Cahiers du
Cinema
Por
Stéphane Delorme
La
embriaguez del té

Sentimiento
raro en el cine: The Taste of
Tea es un film que euforiza.
Proeza que nace de un doble logro a
priori antagonista: llegar a describir
exitosamente la crónica familiar
y campestre de un pequeño grupo
de fantasistas (aún cuando la
felicidad es el tema más vapuleado
que aparece en la pantalla), mientras
se realiza el film más contemporáneo
e ingenioso que se pueda imaginar. El
blend tea del Sr. Ishii se permite todas
las mezclas: analógica y digital,
tomas de vistas reales y animaciones,
clips integrados, profusión de
efectos especiales. Desde las primeras
imágenes, ante el espectador
estupefacto, un tren numérico
sale de la cabeza del adolescente dejando
abierto un pequeño cuadrado en
la mitad de su frente; después
una muchacha ve a su doble incrustado
que se invita cerca de ella, y se convierte
en espectadora de su propia vida, con
una delicadeza sin igual. Desde el principio,
los agregados numéricos no desentonan,
nos anticipan, todo puede suceder.
No
es casualidad que la última obra
de Katsuhito Ishii sea la secuencia
animada de Kill Bill volumen
1. Ishii pertenece a esos cineastas
aventureros que atacan sin vacilación
el siglo abrazando en un mismo movimiento
cine y clip, analógico y animación,
formato de largometraje (las dos partes
de Kill Bill, los 143
minutos aquí) y forma breve (el
clip, la publicidad, el gag, el logotipo).

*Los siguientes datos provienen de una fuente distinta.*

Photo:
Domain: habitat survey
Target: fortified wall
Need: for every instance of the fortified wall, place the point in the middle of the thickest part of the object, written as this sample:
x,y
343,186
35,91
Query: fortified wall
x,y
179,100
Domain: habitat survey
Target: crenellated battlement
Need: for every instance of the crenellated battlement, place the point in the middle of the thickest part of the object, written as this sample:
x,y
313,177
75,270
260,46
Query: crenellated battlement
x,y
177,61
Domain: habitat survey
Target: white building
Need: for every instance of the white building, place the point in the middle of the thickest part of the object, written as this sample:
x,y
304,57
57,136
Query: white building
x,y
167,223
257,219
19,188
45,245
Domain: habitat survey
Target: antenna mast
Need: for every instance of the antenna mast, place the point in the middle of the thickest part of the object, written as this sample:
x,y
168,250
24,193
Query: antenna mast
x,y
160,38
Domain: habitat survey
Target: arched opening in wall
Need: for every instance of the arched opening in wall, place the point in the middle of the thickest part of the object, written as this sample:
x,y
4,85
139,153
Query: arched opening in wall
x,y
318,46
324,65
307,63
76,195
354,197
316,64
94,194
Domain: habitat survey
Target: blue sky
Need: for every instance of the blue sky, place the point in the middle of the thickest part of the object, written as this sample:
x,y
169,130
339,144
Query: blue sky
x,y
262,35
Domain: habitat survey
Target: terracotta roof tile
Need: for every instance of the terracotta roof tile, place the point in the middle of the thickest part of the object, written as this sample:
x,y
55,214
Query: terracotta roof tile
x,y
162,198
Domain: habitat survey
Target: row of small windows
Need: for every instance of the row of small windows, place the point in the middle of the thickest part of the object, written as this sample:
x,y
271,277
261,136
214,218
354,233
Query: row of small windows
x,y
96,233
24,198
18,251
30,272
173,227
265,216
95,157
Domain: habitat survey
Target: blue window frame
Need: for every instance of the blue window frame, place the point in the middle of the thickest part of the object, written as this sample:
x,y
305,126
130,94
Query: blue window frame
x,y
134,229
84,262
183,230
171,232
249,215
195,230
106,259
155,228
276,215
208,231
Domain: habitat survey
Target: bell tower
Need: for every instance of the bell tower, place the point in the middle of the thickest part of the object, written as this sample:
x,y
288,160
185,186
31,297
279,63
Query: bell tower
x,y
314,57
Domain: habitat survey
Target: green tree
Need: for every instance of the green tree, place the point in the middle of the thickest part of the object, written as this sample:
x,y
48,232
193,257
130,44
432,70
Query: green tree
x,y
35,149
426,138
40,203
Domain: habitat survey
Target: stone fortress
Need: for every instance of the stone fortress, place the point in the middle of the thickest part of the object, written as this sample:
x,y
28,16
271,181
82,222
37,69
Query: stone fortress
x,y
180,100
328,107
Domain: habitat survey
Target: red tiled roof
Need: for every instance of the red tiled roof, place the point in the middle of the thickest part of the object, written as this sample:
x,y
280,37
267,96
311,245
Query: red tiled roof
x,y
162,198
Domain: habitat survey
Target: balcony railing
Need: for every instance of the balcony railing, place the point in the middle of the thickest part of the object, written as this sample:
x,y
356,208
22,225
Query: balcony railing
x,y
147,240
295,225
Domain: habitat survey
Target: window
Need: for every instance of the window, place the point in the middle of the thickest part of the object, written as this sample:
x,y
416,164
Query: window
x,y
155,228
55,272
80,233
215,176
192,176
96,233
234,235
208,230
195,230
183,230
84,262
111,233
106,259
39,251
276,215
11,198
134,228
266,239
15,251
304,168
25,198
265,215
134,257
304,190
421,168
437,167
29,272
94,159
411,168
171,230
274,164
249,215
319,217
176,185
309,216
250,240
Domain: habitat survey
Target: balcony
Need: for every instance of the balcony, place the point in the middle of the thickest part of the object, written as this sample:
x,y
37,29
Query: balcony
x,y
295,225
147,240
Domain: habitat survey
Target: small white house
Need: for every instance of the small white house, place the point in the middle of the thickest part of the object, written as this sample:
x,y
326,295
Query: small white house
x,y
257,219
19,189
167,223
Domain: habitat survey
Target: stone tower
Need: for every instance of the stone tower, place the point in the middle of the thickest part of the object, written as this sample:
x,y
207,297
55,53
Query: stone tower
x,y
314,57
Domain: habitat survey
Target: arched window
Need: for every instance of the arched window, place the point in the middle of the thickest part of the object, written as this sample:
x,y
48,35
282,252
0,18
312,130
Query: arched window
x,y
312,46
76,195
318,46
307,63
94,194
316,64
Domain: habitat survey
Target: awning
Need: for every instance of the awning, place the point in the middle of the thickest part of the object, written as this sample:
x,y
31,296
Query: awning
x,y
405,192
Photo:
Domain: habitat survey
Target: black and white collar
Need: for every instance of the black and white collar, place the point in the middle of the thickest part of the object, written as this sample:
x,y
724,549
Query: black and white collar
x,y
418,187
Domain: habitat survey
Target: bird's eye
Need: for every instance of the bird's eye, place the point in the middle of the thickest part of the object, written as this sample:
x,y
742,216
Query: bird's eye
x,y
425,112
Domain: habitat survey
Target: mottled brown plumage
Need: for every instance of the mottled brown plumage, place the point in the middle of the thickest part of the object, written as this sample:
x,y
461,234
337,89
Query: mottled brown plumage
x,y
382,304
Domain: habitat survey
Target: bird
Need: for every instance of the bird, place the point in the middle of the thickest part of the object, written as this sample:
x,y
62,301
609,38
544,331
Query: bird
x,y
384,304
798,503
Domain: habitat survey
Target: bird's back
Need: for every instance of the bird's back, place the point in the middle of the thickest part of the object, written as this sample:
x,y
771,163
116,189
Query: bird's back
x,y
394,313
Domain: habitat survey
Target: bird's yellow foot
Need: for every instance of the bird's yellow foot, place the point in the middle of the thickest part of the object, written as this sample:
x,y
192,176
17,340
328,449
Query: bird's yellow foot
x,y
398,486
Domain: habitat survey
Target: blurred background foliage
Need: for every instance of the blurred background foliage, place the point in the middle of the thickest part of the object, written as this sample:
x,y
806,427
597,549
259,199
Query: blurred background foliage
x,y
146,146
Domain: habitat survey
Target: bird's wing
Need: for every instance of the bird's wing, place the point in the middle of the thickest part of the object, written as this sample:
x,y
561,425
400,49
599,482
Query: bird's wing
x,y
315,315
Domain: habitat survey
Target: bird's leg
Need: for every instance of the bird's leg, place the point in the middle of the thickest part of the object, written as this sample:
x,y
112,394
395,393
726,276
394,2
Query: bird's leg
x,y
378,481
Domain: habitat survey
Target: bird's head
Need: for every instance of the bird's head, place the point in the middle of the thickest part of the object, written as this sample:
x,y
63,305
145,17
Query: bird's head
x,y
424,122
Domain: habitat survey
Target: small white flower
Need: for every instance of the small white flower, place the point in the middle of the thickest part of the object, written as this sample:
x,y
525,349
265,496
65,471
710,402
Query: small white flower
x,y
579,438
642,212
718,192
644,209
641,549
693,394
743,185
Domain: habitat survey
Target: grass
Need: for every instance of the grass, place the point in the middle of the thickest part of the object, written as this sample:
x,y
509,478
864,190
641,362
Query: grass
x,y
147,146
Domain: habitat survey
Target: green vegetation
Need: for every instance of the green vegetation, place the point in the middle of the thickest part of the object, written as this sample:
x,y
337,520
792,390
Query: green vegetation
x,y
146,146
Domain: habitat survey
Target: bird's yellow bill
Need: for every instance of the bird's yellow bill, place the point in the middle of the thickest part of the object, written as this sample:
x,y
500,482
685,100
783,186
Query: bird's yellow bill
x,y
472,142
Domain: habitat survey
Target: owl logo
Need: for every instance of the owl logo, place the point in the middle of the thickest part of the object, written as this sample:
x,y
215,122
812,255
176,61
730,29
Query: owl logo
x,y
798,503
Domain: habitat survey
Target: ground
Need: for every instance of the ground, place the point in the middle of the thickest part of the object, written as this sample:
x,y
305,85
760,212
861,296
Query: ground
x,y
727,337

Entre ellos, conocemos a los fanáticos
de trozos elegidos que montan el film
como un best of regocijante (Kill
Hill), los payasos tristes
que fragmentan la imagen en mil ideas
en un decaimiento depresivo (La
Vida acuática).
Hay
que tener en cuenta desde ahora a Ishii,
ejemplo raro y risueño de una
fragmentación generosa pero perfectamente
organizada, que liga una línea
clara y una línea quebrada, una
masa unida y una masa quebrada.
La
narración de The Taste
of Tea teje y vuelve a tejer
los lazos para no caer nunca en la enumeración
de sketches, para mantener este equilibrio
entre la cohesión del film (y
de la familia) por una parte, y la dispersión
del gag que le abre paso a todos los
vientos. Imposible reducir la familia
a la cotidianeidad de los pequeños
placeres y las pequeñas inquietudes.
El gag dinamita esos días felices
tejidos sin sombras: la madre en el
hogar diseña en realidad mangas
hiperviolentas, el abuelazo es un excéntrico
verdaderamente ido, la muchacha vive
al día las magias y maleficios
de la desposesión. El film sigue
a cada uno en su línea de locura,
llevada con dulzura y decisión.
No es el gag, que se inscribe en su
vida, sino el hecho de que ellos son
llevados a caballo en una línea
de gags que llega al infinito. Llevados
a cuestas en una sucesión de
pequeños cuadros, como el tren
nocturno que atraviesa la noche.
Si
The Taste of Tea sin
embargo no se deshilacha, es porque
tiene un centro, la pequeña Sachiko,
caperucita, muñeca rosa, triángulo
de oro, que hace disparatar el film
y resonar las historias y los motivos
entre ellos.
La nena comprende al vuelo estas historias
macabras de cráneos enterrados
para transformarlos en la aparición
soñadora de su cabeza redonda;
ella escucha el resumen contado por
el tío sobre la única
manera de ahuyentar los demonios (un
giro completo en la barra fija); ella
siempre atrapa los detalles que andan
rondando, como esta pequeña imagen
de girasol al final del sketch de jungle
girl (un ave de rapiña feroz
que devora en directo el Fogiel (1)
local en la TV). The Taste of tea sabe
poner de manifiesto con gracia el pensamiento
obstinado de los niños; de esta
manera, cuando el gran hermano se enamora,
solo sueña con jugar al go con
su amiga, sin ir más lejos, paralizado
en la eternidad de su gesto.
En esta precisión sobre las obsesiones
de cada uno transcurre la extravagancia
del film para alcanzar la grandeza.
Todos los miembros de la familia son
superados por algo más grande
que ellos mismos - desmesura o perfección.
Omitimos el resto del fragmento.